Looks like my "star" bikes.  see my post 9-23-10
Well the one I have thats complete is a "SilverStar"
The other one just had Star


----------



## Strings-n-Spokes (Sep 24, 2010)

Well, that takes two years off of my original guess  =)
Your trike is just like ours. There was another one that showed up here about a year ago I think although I cannot remember what the badge on it said.
1972 is the year I was born, you have been hauling that thing around for a while! If it was at a swap meet in '72 I am starting to think that they may have been made prewar.It seems like a lot of work and an unusual choice of material to be post war.  Does anyone know when Wards used the logo on the headbadge?


----------



## DonChristie (Sep 24, 2010)

I have seen similiar badges on 50s middleweight bikes. Not sure of trike age.

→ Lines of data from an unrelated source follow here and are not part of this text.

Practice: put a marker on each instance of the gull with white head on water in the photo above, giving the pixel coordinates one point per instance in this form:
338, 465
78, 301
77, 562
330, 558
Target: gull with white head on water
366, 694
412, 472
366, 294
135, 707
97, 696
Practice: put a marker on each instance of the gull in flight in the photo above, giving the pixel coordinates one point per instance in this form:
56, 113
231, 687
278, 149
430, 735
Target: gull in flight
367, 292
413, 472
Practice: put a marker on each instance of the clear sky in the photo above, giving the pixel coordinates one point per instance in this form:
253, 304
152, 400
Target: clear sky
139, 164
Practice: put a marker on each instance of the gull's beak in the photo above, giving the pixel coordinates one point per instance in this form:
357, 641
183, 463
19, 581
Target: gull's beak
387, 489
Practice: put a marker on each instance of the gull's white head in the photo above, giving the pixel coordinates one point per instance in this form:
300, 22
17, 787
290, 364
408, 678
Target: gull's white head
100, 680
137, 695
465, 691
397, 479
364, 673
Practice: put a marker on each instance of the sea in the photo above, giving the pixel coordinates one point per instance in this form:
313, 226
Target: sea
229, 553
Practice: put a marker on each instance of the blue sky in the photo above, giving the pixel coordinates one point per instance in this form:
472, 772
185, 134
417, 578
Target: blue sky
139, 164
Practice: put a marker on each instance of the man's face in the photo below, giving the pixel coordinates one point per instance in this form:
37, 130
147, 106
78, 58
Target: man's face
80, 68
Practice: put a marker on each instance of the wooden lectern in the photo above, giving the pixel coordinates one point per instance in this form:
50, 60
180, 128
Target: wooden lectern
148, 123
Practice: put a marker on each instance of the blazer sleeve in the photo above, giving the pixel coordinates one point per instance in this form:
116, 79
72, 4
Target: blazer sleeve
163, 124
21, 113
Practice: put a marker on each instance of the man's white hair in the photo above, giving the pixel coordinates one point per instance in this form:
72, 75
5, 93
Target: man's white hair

IMO 1950s


----------



## PalmSprings (Sep 24, 2010)

Mine was far from new in 72. The sellers said during the ww2 timeframe( steel was deverted  for the war effort,so alternatives were used). But you cant always believe  "sellers",now can you?
I looked at my badge and it says Silver Star. I bought another and from memory it just said " star",but them can you believe an old man?


----------